原始來源:https://www.nami.org/anxiety-disorders/how-my-husbands-untreated-symptoms-affected-my-anxiety/
2021年11月29日
當我坐在沙發上為當時五個月大的女兒訂購衣服時,我的丈夫 —— 看似毫無預警地 —— 告訴我他不是一個好丈夫和好父親,他不再愛我了,並且他想結束我們的婚姻。
我有聽錯嗎?這到底發生了什麼事?
時間彷彿凝結,房間開始旋轉,我感到噁心並嘔吐。我哭了,我懇求他妥協,我乞求他給我答案。那晚,我們同意分開睡在不同房間,好好思考這一切。

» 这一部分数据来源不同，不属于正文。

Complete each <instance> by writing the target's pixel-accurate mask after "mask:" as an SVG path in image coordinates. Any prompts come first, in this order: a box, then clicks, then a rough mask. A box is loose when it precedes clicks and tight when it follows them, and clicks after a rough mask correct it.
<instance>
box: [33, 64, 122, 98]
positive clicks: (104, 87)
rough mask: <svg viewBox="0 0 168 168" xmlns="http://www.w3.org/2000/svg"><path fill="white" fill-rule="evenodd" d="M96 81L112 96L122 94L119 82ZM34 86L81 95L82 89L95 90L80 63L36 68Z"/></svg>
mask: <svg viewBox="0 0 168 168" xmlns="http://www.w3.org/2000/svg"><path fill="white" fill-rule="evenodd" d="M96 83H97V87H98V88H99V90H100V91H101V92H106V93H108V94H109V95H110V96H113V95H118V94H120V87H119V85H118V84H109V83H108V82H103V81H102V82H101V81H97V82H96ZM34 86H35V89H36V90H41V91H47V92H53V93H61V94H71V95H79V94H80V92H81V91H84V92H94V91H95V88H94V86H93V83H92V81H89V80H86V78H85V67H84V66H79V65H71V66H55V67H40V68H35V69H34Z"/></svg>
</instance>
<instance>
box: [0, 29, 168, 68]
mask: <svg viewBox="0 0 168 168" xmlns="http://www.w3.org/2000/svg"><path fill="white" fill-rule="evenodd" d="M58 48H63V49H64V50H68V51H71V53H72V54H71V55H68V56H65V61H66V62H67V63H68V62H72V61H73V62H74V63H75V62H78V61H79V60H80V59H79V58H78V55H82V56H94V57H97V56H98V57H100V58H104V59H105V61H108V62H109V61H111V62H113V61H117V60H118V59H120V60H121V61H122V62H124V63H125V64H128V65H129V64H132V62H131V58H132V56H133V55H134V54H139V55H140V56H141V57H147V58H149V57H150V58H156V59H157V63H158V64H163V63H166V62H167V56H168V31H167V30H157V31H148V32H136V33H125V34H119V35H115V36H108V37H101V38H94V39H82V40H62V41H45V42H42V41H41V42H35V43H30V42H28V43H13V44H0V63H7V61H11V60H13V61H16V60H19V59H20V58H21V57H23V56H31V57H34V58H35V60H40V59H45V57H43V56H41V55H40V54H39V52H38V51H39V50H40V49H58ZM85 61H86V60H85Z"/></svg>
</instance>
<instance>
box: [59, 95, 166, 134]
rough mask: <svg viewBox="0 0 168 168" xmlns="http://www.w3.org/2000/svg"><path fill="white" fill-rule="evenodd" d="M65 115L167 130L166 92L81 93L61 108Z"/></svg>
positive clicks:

接下來的幾個月是一場情緒的雲霄飛車。我與丈夫進行了幾次漫長的談話,淚水不斷。他最終搬出去住,但幾天後又搬回來。我試圖說服他去接受心理治療,但他拒絕了 —— 這在心理健康受困擾的男性中很常見,主要是因為尋求幫助仍帶有汙名。
我一生中大部分時間都在與焦慮共處,而這個情況讓我的心理幾乎崩潰。身為一個原本就容易過度思考和擔憂的人,我的思緒更加無法停止。我過度分析我與丈夫之間的每一次互動,對未知的未來充滿執著。如果我們離婚,我將錯過女兒一半的成長,我對此感到心碎。當我開始思考自己為什麼不再值得他愛時,我的自尊心跌到了谷底。
開始接受治療
即使我丈夫不願與我一同參與,我還是決定自己去接受心理治療。至少,我可以與專業人士談談我們的問題,並努力改善我這一方的關係。我非常喜歡我的治療時光。我學到了一些關於自己的事,讓我更理解自己的焦慮,也學會了一些實用的應對技巧。
我的治療師幫助我了解:為什麼我會因突發狀況或計劃改變而感到高度煩躁(對控制的需求/失去控制),為什麼我會不斷在腦中重複對話直到筋疲力盡(反芻思考),以及為什麼我會出現生動又令人不安的幻想,想像我摯愛的人出事(因為我害怕失去他們)。雖然我一直知道自己常常憂慮不安、坐立難安、難以集中注意力是焦慮的表現,但我從未真正理解這些症狀如何全面影響我的日常生活。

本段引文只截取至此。